Orchestra Mozart, Claudio Abbado
Rossini: Overture to L’Italiana in Algeri
Mozart: Symphony No. 35, ‘Haffner’
Mendelssohn: Symphony No. 4, ‘Italian’
Rossini: Overture to Il barbiere di Siviglia (encore)
The Bologna-based Orchestra Mozart is somewhere between the third and sixth ensemble Claudio Abbado has founded, depending on how you define founding. It is also one of only three orchestras which Abbado has committed to performing with for the indefinite future, together with the Berliner Philharmoniker and Lucerne Festival Orchestra. There’s no cause for concern if you’re thinking that of these three the Orchestra Mozart is the one he’s most likely to tour with – and not because Abbado has a habit of changing his mind. Their playing under his direction is immaculate, light as a feather, and fresh. Tempi are lively and focus is for the most part on phrases rather than lines, but Abbado has them play on modern instruments and motivic underscoring seems very much structurally directed.

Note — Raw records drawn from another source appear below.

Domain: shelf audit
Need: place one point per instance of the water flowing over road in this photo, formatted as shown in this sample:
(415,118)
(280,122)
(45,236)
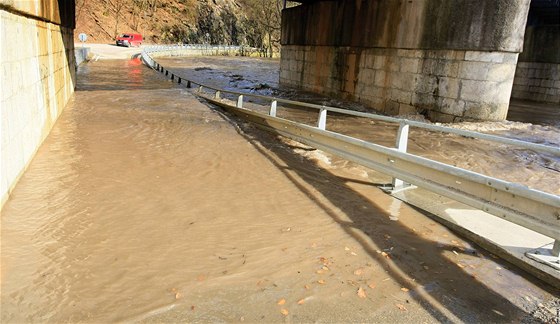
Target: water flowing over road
(144,204)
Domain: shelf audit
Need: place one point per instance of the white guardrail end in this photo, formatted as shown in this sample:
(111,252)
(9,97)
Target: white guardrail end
(532,209)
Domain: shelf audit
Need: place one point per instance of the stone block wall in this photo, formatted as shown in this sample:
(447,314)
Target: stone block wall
(37,79)
(449,60)
(444,85)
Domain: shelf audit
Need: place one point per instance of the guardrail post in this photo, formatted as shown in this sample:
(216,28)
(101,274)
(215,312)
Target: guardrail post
(322,122)
(401,145)
(273,105)
(240,101)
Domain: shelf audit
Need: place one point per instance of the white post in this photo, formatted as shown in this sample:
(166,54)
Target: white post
(273,108)
(322,122)
(401,145)
(240,101)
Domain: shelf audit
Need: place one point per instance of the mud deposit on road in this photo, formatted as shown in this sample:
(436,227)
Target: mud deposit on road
(145,205)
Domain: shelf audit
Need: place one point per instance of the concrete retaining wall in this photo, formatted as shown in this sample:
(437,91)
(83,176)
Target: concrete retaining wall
(37,80)
(81,54)
(444,85)
(537,82)
(450,60)
(538,72)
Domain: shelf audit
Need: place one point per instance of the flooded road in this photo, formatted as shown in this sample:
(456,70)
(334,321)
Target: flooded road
(537,171)
(144,205)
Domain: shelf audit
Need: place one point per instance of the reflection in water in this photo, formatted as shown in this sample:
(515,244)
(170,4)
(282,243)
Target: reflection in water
(144,205)
(538,171)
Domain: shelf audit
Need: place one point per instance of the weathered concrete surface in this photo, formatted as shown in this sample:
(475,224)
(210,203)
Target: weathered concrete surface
(145,209)
(537,77)
(448,60)
(37,78)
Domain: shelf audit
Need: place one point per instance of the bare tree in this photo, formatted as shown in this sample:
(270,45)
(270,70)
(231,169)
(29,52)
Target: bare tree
(117,6)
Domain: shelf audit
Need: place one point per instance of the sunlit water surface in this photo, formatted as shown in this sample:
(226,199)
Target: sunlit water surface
(145,205)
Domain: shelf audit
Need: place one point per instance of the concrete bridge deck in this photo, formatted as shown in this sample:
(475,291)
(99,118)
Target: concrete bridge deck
(143,204)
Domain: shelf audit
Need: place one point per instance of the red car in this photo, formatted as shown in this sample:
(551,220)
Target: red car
(129,40)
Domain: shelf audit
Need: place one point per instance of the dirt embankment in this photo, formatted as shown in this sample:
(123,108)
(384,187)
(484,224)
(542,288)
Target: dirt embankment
(245,22)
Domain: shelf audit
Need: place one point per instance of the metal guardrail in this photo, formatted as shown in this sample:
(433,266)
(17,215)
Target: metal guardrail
(533,209)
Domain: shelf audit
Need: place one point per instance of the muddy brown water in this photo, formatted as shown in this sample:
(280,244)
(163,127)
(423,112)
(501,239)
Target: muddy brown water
(537,171)
(146,205)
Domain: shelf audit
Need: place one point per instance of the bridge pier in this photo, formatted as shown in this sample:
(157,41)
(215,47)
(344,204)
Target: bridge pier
(448,60)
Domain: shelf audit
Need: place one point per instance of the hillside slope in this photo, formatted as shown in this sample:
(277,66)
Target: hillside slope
(253,23)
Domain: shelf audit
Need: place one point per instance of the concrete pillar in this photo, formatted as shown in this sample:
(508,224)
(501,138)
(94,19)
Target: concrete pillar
(449,60)
(537,77)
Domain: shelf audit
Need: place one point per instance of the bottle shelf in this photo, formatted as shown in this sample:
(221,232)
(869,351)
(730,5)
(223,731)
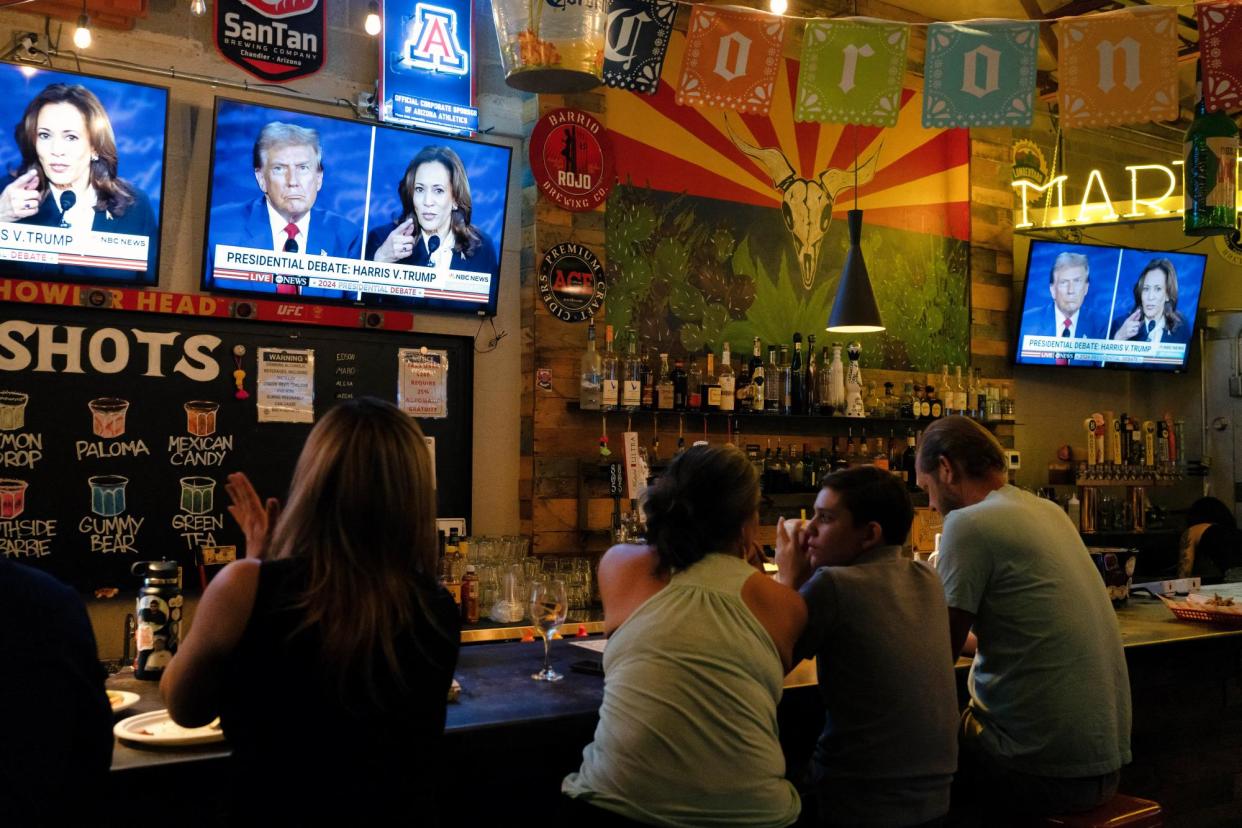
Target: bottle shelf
(838,422)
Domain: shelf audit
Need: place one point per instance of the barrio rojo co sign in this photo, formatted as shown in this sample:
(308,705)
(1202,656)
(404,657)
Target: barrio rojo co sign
(273,40)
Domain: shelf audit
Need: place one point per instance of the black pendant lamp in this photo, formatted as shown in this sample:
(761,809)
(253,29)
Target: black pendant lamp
(853,309)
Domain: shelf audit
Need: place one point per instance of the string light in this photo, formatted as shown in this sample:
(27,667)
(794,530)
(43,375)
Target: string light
(373,26)
(82,34)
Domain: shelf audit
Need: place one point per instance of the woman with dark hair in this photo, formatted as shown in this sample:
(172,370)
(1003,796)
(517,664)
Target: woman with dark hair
(1211,546)
(329,649)
(68,170)
(434,229)
(699,644)
(1154,317)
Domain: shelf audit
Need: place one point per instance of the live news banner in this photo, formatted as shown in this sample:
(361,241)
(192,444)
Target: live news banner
(1103,350)
(335,273)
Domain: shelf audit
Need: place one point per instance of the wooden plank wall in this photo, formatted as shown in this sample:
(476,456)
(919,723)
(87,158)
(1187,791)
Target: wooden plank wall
(558,441)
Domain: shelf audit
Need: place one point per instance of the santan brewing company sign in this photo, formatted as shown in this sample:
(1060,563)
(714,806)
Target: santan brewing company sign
(1155,191)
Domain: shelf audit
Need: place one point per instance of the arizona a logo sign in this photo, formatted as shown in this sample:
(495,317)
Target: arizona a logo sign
(425,65)
(273,40)
(571,159)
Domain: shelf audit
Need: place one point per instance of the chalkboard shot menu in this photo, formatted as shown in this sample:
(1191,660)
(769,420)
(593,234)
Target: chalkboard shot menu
(118,430)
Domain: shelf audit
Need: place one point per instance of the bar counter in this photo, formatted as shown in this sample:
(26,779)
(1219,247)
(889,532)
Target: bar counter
(503,716)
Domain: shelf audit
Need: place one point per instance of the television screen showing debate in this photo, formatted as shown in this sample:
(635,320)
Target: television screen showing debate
(1091,306)
(81,176)
(323,209)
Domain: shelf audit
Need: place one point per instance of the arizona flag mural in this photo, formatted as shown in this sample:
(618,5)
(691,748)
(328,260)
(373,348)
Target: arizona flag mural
(729,226)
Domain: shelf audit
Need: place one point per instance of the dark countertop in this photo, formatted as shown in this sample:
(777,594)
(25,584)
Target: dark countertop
(497,689)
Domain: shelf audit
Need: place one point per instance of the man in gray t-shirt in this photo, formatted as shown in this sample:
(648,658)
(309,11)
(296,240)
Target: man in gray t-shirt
(1048,723)
(877,626)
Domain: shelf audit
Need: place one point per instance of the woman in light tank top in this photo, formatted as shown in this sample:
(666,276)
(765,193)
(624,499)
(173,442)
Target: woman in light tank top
(699,643)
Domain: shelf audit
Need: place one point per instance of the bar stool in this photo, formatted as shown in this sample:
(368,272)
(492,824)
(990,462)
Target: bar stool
(1118,812)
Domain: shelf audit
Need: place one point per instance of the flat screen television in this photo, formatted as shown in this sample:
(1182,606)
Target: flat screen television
(81,176)
(321,209)
(1089,306)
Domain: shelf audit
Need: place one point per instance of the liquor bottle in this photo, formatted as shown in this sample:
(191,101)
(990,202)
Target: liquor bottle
(1210,150)
(794,392)
(811,385)
(591,374)
(758,394)
(824,395)
(694,386)
(971,395)
(959,394)
(611,374)
(681,396)
(945,391)
(797,468)
(836,459)
(631,376)
(709,392)
(837,381)
(727,380)
(980,395)
(784,382)
(771,382)
(908,461)
(650,376)
(853,382)
(665,386)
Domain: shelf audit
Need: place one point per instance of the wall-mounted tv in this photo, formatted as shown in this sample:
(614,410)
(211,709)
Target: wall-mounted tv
(321,209)
(81,176)
(1091,306)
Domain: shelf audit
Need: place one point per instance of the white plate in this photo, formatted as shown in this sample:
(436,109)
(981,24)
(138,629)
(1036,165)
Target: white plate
(157,728)
(122,700)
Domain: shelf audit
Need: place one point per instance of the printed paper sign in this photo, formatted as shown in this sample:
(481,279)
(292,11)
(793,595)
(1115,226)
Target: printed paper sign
(636,40)
(980,73)
(285,387)
(1220,31)
(852,72)
(1118,67)
(422,382)
(732,58)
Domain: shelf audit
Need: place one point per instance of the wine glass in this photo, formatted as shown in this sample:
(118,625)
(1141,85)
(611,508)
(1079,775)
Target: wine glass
(548,606)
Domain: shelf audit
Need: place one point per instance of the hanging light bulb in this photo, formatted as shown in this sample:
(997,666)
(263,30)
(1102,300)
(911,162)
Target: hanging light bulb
(373,24)
(82,34)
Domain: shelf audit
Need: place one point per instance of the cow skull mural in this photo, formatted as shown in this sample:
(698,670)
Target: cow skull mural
(806,204)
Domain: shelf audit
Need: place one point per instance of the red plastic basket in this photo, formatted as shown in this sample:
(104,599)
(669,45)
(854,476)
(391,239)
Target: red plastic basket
(1190,612)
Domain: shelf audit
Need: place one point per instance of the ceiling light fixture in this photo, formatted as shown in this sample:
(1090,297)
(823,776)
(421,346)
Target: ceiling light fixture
(373,26)
(82,34)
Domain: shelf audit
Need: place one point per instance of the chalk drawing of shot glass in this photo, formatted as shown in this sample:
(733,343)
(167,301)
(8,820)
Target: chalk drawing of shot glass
(200,417)
(107,494)
(108,416)
(13,410)
(13,498)
(198,494)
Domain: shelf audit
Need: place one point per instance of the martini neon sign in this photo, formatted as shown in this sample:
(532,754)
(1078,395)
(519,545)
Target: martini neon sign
(1155,193)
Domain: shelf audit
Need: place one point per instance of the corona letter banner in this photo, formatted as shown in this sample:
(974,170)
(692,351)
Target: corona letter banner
(635,42)
(1118,67)
(732,58)
(1220,31)
(852,72)
(425,65)
(980,73)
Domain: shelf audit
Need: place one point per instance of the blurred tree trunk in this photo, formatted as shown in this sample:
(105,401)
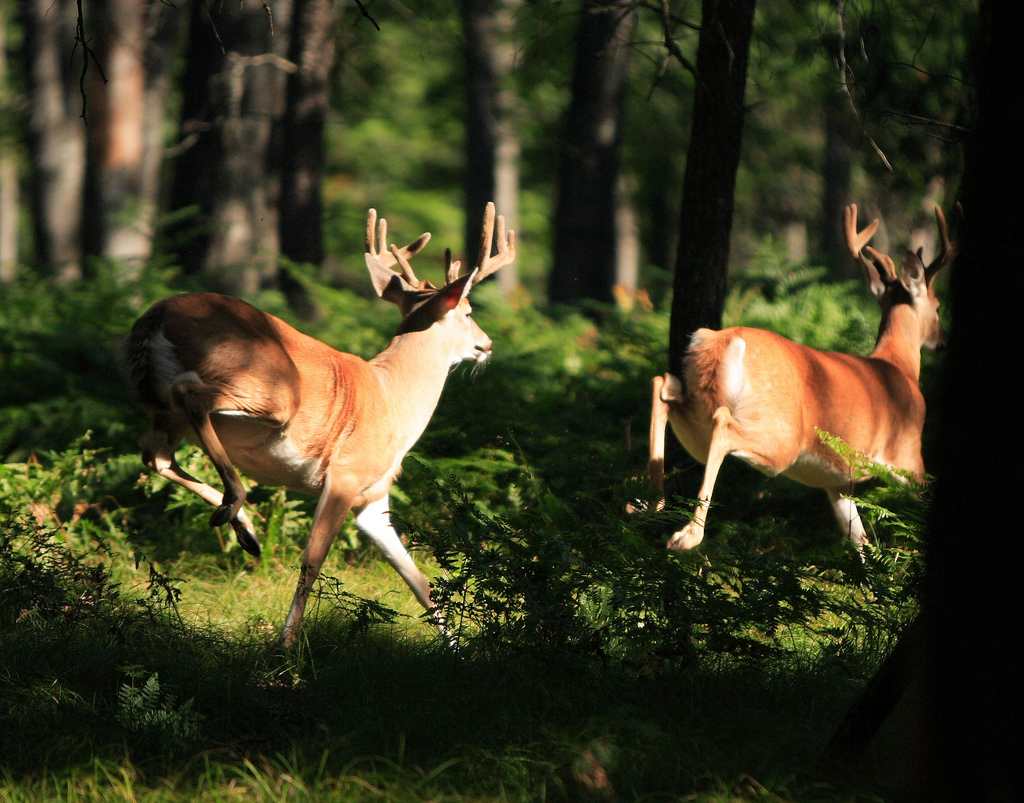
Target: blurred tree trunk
(134,43)
(8,175)
(706,214)
(972,702)
(228,168)
(301,210)
(586,242)
(836,176)
(54,132)
(492,144)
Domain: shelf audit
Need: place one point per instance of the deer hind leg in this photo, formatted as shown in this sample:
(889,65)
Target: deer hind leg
(655,463)
(196,399)
(848,517)
(721,446)
(158,454)
(331,512)
(728,437)
(375,520)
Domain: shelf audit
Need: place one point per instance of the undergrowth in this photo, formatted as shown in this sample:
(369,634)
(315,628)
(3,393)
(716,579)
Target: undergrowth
(138,646)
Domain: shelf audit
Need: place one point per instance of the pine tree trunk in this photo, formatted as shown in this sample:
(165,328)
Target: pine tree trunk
(116,224)
(492,144)
(8,178)
(586,241)
(972,702)
(706,214)
(54,132)
(228,168)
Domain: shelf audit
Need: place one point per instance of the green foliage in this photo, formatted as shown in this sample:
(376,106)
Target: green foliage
(798,302)
(138,645)
(146,710)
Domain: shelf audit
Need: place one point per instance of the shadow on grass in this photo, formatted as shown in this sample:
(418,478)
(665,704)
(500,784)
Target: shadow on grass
(172,701)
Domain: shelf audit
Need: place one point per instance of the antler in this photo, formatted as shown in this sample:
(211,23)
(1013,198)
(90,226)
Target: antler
(394,256)
(879,268)
(485,263)
(948,250)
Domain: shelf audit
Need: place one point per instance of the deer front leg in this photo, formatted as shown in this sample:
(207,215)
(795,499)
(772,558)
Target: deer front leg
(375,519)
(158,455)
(848,517)
(331,511)
(721,446)
(193,396)
(658,421)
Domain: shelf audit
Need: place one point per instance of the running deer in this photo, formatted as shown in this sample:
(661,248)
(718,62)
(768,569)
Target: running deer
(763,398)
(293,412)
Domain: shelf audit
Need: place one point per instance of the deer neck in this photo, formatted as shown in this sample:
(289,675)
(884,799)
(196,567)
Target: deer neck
(412,371)
(899,340)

The Haffner had all of this, but proportions were a little off. The second subject of the Andante was sufficiently rushed to make the movement seem episodic. The opening of the Presto was held back to tension-deflating effect, presumably the opposite of Abbado’s intention. After a very strong first movement, these little things bothered me.
I had fewer reservations about the Mendelssohn. The opening phrase sprang into life with remarkable spontaneity, and the balance between reproducing carefully rehearsed phrasing and letting go was sustained throughout the movement. The last movement felt similar but could have been taken at a slightly steadier pace for the sake of the woodwind filigree. An old school Romantic approach to the Andante can make its textures sound like organ music (pesante bass always a giveaway), as does the HIP treatment, I think, in its own way. Light vibrato and a more sustained, expressive melodic line isn’t enough, as Abbado seems to have realised; inner voices sounded carefully shaped and checked more than once for balance. What can I say? It’s very rare that this movement doesn’t make me think of Mendelssohn’s sixth organ sonata.
The familiar may not have always sounded so new in this concert, but Abbado’s classical style is about reconciling the polar opposites of performance practice in imaginative and well-grounded ways and it’s worth hearing him conduct the Orchestra Mozart just for that.